Messagepar casseur » Dim 22 Mai 2016 10:38

soren a écrit:Salut,

Bon ben c'est bien ce que je craignais, "An" (ou "Les délices de Tokyo" en français ; sic !) est tout à fait affligeant. On n'est pas totalement dans la veine des films qui passent 1h30 à faire l'apologie du made in japan et de la douceur de vivre du pays à coup de visuel publicitaire, car il y a toujours une composante un peu noire et déprimante dans les films de Kawase (ici un excès de commisération écoeurant), mais bon l'idée de fond c'est quand même celle-là.

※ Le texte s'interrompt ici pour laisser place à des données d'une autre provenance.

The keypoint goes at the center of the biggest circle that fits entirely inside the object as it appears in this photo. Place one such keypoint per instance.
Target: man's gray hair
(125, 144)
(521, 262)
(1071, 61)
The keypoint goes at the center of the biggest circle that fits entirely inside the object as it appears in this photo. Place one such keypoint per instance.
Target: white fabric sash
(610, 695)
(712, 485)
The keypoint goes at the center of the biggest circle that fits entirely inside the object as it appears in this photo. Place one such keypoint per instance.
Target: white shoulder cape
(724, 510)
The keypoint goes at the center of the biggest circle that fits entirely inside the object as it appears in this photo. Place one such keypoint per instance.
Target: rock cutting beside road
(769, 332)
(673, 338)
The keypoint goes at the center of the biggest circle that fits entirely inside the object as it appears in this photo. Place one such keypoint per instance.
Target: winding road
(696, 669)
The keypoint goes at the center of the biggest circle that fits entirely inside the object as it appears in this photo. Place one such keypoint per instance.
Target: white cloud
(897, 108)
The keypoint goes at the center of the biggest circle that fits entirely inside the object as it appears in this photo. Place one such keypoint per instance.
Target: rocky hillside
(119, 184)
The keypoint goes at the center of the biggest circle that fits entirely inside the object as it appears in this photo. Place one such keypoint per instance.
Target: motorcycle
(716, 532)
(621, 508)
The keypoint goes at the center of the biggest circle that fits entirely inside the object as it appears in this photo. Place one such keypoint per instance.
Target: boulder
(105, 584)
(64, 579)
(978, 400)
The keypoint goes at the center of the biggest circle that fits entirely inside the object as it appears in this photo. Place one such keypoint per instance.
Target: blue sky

Il n'y a visiblement rien de plus important ou urgent pour Kawase que de savoir si la pâte de pois rouges de la boutique est industrielle ou bien faite avec amour et patience. Bien sûr, tout cela est symbolique, traduisant l'écart d'état d'esprit des uns et des autres et des générations, mais la recette et la morale récitées avec un sérieux de plomb sont franchement lourdes à digérer !

Les personnages passent leur temps à s'excuser pour leurs fautes commises, mais il est sûr que Kawase, elle, ne s'excuse pas de se regarder filmer (pourtant hyper platement comme un téléfilm, avec des cadres dégueulasses) pendant 2h durant.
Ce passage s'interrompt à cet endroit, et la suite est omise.